Stage 4: ICLabel Classification

Both pipelines use ICLabel for component classification—the same deep-learning model, the same probability categories, the same decision thresholds. The probabilities should be identical for identical components. Differences arise only when the underlying ICA decomposition produces different components (see above), which changes the input to ICLabel and therefore the classifications.

Stage 5: Connectivity

Connectivity validation is more complex because the Coherence Workstation uses dwPLI as its primary metric while EEGLAB’s connectivity tools typically default to coherence or PLI. The validation compares:

Coherence values (which both pipelines compute) should match within numerical precision when epoch parameters are matched
dwPLI values are compared against EEGLAB’s pop_roiconnect plugin (which implements dwPLI via the ROIconnect framework)
Surrogate testing results may differ due to different random seeds for phase randomization, but the significance pattern (which connections are significant vs. not) should be largely consistent

Stage 6: Source Localization

Both pipelines use the same mathematical approach for source estimation—a pre-computed transformation matrix based on sLORETA with a template head model. The Coherence Workstation uses the MNE-Python forward model assets; EEGLAB’s LORETA plugin uses the original sLORETA-KEY coordinates. The voxel grids differ slightly (different template discretizations), so point-by-point comparison is not appropriate. Instead, validation compares the regional pattern—which Brodmann areas show peak activation, and whether the relative intensity ranking across regions is consistent.

Tolerance Margins

For quantitative comparisons, the following tolerances define “agreement”:

Spectral power: Within 5% relative difference (absolute power) or 0.1 dB (log power)
Band ratios: Within 2% relative difference
Asymmetry indices: Within 0.05 absolute difference
Coherence values: Within 0.02 absolute difference
Source localization: Same peak Brodmann area; top-5 regions overlap by at least 3 of 5

Values within these margins are considered equivalent—the differences reflect numerical precision, different interpolation methods, or different implementation details rather than meaningful algorithmic disagreement. Values outside these margins trigger investigation to identify the source of the discrepancy.

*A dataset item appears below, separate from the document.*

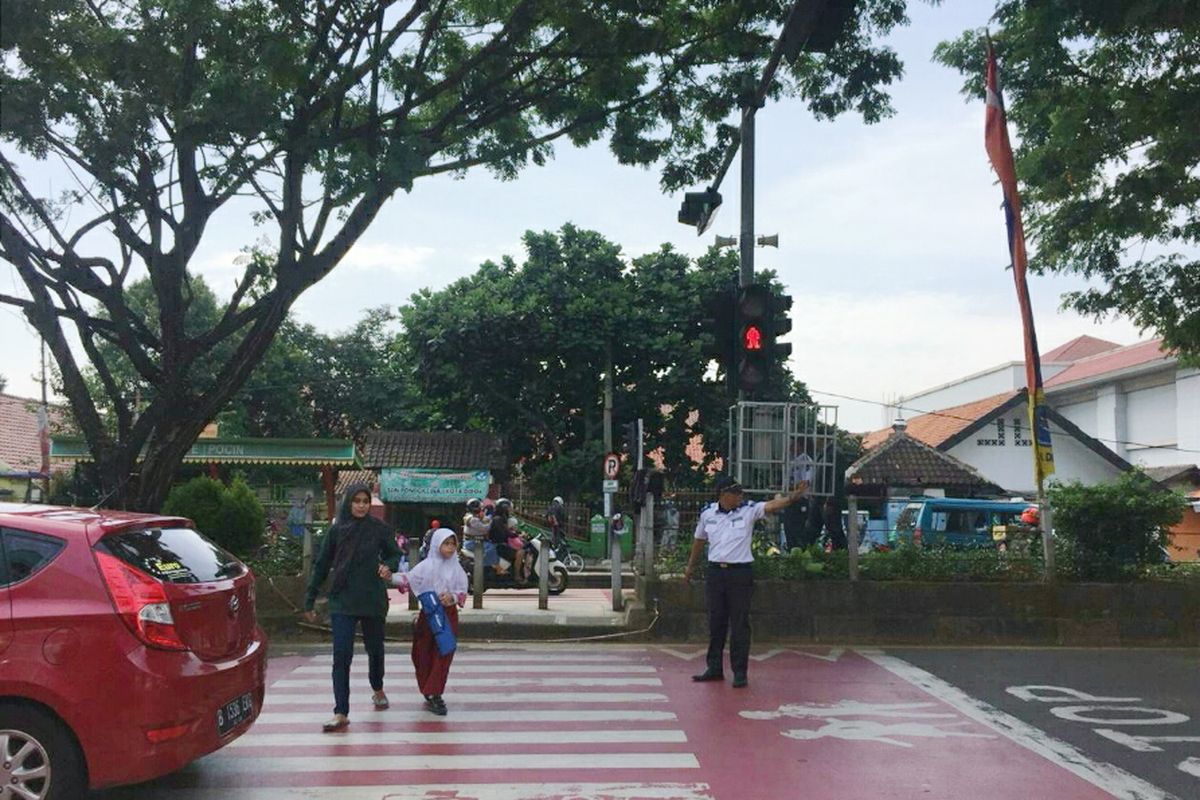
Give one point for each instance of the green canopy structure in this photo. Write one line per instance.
(329, 455)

Where We Intentionally Differ

Some differences between the pipelines are not bugs—they’re deliberate choices with documented rationale:

ICA algorithm (Picard vs. Infomax): Picard is faster and more robust to initialization. The clinical results are equivalent, but the computation time is substantially shorter.

Two-stage filtering: The Coherence Workstation fits ICA on a 1.0 Hz-filtered copy while analyzing data filtered at 0.5 Hz. EEGLAB’s default workflow uses a single filter cutoff for both. The two-stage approach preserves more delta activity at the cost of added complexity.

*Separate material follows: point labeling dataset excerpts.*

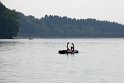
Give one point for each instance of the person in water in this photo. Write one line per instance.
(68, 47)
(72, 47)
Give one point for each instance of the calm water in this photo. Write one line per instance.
(38, 61)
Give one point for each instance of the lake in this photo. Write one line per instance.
(37, 61)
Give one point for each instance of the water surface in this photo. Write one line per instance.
(38, 61)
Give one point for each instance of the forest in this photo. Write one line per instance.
(9, 23)
(63, 27)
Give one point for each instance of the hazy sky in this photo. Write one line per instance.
(111, 10)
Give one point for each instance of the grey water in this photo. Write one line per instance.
(38, 61)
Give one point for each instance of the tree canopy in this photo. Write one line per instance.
(9, 23)
(56, 26)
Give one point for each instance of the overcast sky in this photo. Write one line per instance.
(111, 10)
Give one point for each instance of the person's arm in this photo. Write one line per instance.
(67, 45)
(73, 46)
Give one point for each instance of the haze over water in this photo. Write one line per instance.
(38, 61)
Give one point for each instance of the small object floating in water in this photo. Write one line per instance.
(67, 52)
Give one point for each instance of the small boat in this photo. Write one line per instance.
(67, 52)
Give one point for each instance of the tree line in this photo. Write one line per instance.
(9, 23)
(57, 26)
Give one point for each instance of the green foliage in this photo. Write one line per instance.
(9, 23)
(56, 26)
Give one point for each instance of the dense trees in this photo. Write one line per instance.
(9, 23)
(56, 26)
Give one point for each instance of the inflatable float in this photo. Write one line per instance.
(67, 52)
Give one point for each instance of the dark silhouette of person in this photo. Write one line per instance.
(72, 47)
(68, 47)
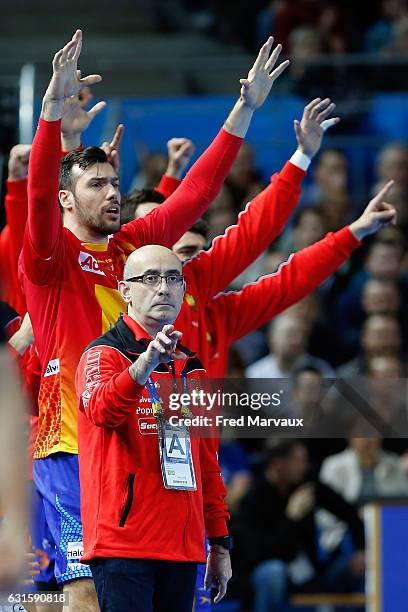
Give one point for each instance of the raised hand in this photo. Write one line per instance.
(180, 151)
(378, 214)
(66, 80)
(18, 162)
(310, 130)
(256, 87)
(112, 148)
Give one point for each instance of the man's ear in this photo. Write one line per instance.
(66, 199)
(124, 290)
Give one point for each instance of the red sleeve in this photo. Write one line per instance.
(168, 222)
(258, 225)
(167, 185)
(106, 391)
(301, 274)
(214, 492)
(44, 217)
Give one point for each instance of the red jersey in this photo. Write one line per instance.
(11, 241)
(71, 287)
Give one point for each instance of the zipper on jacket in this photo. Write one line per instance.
(129, 500)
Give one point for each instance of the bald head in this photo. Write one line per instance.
(153, 287)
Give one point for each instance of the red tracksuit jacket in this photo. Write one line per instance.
(125, 509)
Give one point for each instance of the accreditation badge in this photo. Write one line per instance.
(176, 460)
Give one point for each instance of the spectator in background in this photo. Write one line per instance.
(383, 262)
(363, 471)
(392, 163)
(380, 336)
(380, 34)
(330, 180)
(287, 341)
(307, 227)
(275, 538)
(380, 296)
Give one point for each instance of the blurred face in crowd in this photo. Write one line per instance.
(304, 42)
(386, 366)
(287, 337)
(380, 297)
(331, 171)
(309, 229)
(189, 245)
(366, 449)
(308, 392)
(153, 167)
(94, 201)
(393, 163)
(306, 310)
(152, 305)
(334, 212)
(297, 464)
(381, 335)
(290, 470)
(384, 261)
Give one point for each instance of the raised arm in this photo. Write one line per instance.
(304, 271)
(44, 218)
(168, 222)
(264, 217)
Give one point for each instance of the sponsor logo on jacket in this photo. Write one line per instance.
(52, 368)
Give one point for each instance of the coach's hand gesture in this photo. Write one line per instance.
(218, 570)
(162, 349)
(66, 79)
(378, 214)
(315, 121)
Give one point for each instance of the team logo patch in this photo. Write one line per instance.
(89, 263)
(75, 550)
(52, 368)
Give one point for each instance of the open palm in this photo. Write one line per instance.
(256, 87)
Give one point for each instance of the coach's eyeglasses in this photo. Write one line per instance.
(155, 280)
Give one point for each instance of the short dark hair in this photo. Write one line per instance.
(137, 197)
(84, 159)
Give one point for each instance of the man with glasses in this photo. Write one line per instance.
(147, 490)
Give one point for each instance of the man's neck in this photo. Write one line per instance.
(84, 234)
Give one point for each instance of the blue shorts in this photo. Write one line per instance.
(42, 542)
(57, 481)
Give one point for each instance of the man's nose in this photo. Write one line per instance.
(163, 288)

Aperiodic separation: The Coherence Workstation separates periodic and aperiodic spectral components using specparam. EEGLAB’s default tools report total band power without aperiodic separation. This is an additive feature—the traditional metrics are still available for comparison.

Surrogate-based significance for connectivity: The Coherence Workstation uses phase-randomization surrogates with FDR correction rather than arbitrary percentile thresholds. This produces statistically principled significance estimates rather than display-parameter-dependent connection counts.

Each of these differences is documented in the relevant pipeline section. The validation confirms that where the pipelines make the same choices, they produce the same results—and where they make different choices, the differences are explained and justified.

Ongoing Validation

Validation is not a one-time event. As the pipeline evolves—new features, bug fixes, parameter adjustments—the cross-pipeline comparison is re-run to ensure that the core signal processing remains consistent. Any code change that affects spectral power, connectivity, or source localization values triggers a validation check against the EEGLAB reference outputs.

The validation recordings, EEGLAB reference outputs, and comparison scripts are maintained as part of the project’s test infrastructure. They’re not published (they contain clinical data), but the validation results are available for audit upon request.